Heckler: “I’ve got some!”
Mustaine: “I bet you do, ‘cause you can’t shut up.”
Despite all the admonishments, Mustaine dispensed chunks of insight with the authority and cockiness of a man who’s been around the rock block. He lamented the role of record labels (“to them, I’m a SKU number”) and warned songwriters against being too outspoken. He applauded the increasing number of women playing metal and advocated both guitar solos and brutal honesty between bandmates. He even opened up about his estranged relationship with ex-Megadeth bassist Dave Ellefson (“He tried to sue me for $18.5 million, but I’ve forgiven him”) and spoke candidly about his anger with his former Metallica bandmates following the death of Cliff Burton.
If Mustaine’s performance and explanation of the theory behind “Holy Wars…The Punishment Due” and “Symphony of Destruction” weren’t particularly revelatory, that wasn’t the point — here was one of the great riff-writers in metal, playing some of his finest creations.

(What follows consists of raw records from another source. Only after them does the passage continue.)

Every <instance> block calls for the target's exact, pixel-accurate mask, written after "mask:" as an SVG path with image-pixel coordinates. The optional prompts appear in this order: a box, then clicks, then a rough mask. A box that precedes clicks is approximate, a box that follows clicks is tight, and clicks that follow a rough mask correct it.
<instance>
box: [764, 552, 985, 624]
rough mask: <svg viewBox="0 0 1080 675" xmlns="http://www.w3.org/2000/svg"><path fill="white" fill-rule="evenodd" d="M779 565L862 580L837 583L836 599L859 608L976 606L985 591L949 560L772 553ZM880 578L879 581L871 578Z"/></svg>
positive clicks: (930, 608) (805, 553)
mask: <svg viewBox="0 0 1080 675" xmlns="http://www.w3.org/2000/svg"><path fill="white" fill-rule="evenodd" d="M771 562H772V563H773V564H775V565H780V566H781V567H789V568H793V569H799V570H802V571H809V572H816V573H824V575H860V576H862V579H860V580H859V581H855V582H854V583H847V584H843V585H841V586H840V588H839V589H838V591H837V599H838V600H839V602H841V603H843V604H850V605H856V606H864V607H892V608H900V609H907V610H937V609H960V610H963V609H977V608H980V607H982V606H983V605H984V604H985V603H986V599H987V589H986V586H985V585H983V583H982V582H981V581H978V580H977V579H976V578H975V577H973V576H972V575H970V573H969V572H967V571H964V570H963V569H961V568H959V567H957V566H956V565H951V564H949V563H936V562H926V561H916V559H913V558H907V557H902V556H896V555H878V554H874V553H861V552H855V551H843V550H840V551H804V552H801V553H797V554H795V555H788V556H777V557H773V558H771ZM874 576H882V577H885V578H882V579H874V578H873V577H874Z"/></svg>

Mustaine thrived on the adulation even as he expressed his contempt of the vulgar crowd.
Mustaine has a lot to be proud of these days, the success of his Gigantour and a couple decent recent records included. At this point of his career, though, long past the peak of Megadeth’s success, he’s in perception management mode. Behind his commentary was a tone of sanctimoniousness, as if he were keen on converting his drug and controversy-fueled past into a worthwhile legacy by showing the kiddies how much he’d learned. A point about integrity turned into a self-congratulatory story about keeping a promise to his son, Justice. Canned catchphrases like “The band makes it rock; the crew makes it roll” and “Amplifiers are as complicated as any woman I’ve ever met. Their tubes all heat up at different speeds” came off as awkward jokes intended to endear us to a man who, for so much of the event, was sort of a prick.
Of course, the crowd wasn’t really crammed in to that Guitar Center auditorium to see Mustaine the man, nor was it particularly responsive to what he had to say. The kids wanted to confirm the myth they inherited from friends and big brothers and to find ways to participate in it themselves. “How many drugs have you done?” asked one audience member during a Q&A session. “Can you still play ‘Rust in Peace?’” asked another. “You’re super hot! Can I have your guitar pick?” gushed a third. Mustaine parried them all, like he’s done in countless interviews before.
When asked about Megadeth’s current label, Roadrunner, Mustaine replied with characteristic frankness: “I’m very pleased with them internationally, but not within the U.S.” And with that, he walked offstage.